À quatre heures précises, ils arrivèrent au Creux-d’Enfer, précipice effroyable, situé dans le bois, à un quart de lieue au plus d’Halifax.

Une jolie pelouse, très unie, borde l’abîme.

Le capitaine Irving était déjà sur le terrain avec deux officiers de son régiment.

Les quatre personnages se saluèrent courtoisement.

Les armes furent tirées au sort; le capitaine eut l’avantage; il se décida naturellement pour celles qu’il avait apportées et qui étaient fort lourdes. Comme il était très vigoureux, et comme la main fluette de son adversaire ne paraissait pas douée d’une force bien grande, il avait choisi, dans sa collection et celle de ses amis, les sabres les plus pesants qu’il put trouver.

C’étaient des lames droites, dont on pouvait également se servir pour la pointe et la contre-pointe.

– Est-ce au premier sang? demanda l’un des seconds.

– C’est à la mort! répliqua le capitaine en brandissant son espadon.

– Eh bien! prenez vos positions, dit un autre témoin.

– Avant de commencer, messieurs, permettez-moi de vous dire, prononça le comte, que quelle que soit l’issue de la lutte, je quitterai Halifax aussitôt après, si elle ne m’est pas fatale.

– Oh! soyez tranquille, s’écria Irving d’un ton féroce, vous avez terminé votre dernier voyage terrestre, mon petit monsieur; et si vous n’êtes pas préparé pour celui de l’autre monde…

– Point d’injures, capitaine, interrompit sévèrement un des officiers qu’il avait amenés.

– Allez, messieurs! ordonna le principal témoin de Lancelot.

Sans faire parade de son habileté, celui-ci tomba élégamment en garde.

Le capitaine débuta, en matamore, par une série de moulinets qui n’avaient d’autre but que d’intimider son antagoniste, en lui montrant avec quelle prestesse il maniait un sabre. Mais Arthur ne sembla même pas surpris de cette formidable mise en scène.
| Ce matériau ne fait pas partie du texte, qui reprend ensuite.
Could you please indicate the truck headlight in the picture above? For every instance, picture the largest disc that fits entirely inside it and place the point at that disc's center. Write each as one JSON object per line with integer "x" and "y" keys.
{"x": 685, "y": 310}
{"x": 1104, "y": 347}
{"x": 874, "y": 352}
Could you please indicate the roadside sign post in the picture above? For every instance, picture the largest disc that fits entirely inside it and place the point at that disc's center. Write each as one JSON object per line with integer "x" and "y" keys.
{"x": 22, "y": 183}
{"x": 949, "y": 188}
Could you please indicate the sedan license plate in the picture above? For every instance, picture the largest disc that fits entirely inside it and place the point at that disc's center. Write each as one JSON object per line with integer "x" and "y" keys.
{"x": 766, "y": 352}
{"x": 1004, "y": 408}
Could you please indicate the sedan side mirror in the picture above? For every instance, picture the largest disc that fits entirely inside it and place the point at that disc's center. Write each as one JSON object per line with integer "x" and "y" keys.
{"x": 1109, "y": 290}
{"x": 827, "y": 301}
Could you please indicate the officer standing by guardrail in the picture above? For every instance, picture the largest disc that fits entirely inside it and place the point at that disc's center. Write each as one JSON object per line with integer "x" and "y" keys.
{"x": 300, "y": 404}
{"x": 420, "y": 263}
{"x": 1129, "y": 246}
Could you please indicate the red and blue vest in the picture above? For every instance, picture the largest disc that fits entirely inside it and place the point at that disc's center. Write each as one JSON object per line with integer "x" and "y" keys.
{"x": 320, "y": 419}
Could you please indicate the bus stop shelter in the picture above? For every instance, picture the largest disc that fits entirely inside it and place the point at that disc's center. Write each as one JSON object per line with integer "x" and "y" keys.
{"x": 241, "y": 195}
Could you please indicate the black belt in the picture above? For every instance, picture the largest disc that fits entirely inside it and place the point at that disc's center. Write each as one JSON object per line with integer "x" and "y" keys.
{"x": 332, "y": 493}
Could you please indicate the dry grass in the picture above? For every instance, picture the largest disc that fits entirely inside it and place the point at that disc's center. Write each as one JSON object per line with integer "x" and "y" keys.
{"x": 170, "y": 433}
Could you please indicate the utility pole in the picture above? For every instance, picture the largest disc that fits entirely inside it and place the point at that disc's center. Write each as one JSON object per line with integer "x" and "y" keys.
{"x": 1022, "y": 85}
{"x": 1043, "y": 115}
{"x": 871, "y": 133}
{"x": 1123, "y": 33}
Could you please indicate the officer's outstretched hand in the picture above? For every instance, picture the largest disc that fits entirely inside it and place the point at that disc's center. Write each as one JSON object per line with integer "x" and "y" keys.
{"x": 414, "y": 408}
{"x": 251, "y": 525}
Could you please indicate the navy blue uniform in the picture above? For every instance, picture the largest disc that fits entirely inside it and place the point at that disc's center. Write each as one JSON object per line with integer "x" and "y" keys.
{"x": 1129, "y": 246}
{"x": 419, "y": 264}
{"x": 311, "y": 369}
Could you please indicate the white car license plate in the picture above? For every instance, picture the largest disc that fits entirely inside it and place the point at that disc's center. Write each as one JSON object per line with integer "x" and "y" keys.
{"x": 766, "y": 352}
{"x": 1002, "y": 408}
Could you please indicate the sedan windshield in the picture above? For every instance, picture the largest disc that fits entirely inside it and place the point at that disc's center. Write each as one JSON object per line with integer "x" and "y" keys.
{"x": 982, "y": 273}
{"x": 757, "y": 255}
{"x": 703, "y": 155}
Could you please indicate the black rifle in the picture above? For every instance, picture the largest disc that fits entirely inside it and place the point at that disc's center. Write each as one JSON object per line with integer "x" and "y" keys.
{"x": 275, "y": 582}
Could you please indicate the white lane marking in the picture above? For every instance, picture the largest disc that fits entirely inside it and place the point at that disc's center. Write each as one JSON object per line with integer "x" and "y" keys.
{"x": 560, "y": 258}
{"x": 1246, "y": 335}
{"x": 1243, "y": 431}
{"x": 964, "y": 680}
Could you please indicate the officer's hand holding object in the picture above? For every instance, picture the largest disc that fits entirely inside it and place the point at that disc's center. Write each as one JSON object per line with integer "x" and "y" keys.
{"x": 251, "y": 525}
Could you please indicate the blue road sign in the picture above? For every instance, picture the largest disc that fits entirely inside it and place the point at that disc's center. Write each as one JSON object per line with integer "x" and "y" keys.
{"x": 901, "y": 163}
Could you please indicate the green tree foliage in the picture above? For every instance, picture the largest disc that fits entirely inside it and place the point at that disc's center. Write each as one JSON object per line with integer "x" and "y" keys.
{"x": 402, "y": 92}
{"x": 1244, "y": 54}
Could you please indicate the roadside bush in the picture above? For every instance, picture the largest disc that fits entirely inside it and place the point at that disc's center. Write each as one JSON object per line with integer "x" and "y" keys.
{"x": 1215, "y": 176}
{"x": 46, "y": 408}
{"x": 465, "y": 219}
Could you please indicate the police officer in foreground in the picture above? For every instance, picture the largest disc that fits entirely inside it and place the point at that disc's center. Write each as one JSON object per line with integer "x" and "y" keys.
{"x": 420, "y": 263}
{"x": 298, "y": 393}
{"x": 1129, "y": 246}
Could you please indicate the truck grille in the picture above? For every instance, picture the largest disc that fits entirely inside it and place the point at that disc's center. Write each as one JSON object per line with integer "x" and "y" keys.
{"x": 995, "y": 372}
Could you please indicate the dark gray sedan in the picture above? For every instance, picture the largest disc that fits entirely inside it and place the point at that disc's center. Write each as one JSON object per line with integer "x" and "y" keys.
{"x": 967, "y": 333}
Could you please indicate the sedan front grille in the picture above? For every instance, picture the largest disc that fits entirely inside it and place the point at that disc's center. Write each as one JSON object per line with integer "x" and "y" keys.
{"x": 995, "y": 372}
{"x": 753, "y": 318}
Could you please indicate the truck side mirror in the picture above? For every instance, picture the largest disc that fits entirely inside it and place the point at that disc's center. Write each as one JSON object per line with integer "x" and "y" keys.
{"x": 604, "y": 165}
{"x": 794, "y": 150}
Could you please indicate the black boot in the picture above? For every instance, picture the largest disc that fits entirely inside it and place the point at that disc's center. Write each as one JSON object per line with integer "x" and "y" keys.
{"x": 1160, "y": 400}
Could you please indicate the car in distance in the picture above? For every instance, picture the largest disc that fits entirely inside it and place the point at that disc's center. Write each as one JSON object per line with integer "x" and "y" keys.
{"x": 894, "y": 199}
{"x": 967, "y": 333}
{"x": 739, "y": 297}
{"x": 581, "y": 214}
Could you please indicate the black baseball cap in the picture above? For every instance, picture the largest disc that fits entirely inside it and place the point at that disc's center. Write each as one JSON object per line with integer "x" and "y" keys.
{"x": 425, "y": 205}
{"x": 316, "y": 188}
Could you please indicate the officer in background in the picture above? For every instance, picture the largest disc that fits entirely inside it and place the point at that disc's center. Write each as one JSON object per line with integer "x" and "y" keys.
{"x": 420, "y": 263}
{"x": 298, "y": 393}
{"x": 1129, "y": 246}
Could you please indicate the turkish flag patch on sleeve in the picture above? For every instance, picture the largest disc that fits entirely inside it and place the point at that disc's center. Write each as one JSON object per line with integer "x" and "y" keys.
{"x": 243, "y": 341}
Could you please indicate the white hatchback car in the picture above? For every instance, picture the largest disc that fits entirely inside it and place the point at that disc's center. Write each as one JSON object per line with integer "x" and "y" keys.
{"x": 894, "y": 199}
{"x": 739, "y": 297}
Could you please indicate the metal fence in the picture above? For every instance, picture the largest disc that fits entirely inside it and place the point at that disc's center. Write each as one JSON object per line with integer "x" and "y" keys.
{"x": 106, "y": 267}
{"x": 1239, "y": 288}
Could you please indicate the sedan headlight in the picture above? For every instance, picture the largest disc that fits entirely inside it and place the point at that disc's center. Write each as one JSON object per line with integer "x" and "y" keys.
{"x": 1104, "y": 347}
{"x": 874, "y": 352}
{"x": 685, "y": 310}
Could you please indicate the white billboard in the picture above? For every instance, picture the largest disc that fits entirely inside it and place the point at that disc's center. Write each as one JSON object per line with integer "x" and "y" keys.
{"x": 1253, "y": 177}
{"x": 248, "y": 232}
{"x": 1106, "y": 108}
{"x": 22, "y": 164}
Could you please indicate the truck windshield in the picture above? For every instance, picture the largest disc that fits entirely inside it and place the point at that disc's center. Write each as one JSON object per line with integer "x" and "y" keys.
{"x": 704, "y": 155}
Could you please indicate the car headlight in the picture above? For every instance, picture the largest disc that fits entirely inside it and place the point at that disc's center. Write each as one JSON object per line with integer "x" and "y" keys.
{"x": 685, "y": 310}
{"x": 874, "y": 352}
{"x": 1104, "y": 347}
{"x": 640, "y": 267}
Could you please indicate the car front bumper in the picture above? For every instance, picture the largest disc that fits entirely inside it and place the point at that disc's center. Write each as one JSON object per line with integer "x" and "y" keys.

L’arme d’Irving roulait autour de sa tête avec une rapidité vertigineuse. Aux rayons du soleil levant, elle jetait des lueurs scintillantes.

Lancelot se contentait de maintenir sa garde.

– Parez-moi celle-là! vociféra Irving, en lui décochant soudain un coup de taille, qui fut aussitôt relevé.

Des étincelles jaillirent des deux fers entrechoqués.

– Et celle-là! reprit le capitaine dégageant son sabre par un demi-cercle et poussant de l’estoc.

Le comte lui opposa une tierce, redressa son arme, frappa brusquement celle de son adversaire à quelques pouces de la poignée, et la fit voler à dix pas de distance.

– C’est assez! c’est assez! l’honneur est satisfait, messieurs, dirent les témoins.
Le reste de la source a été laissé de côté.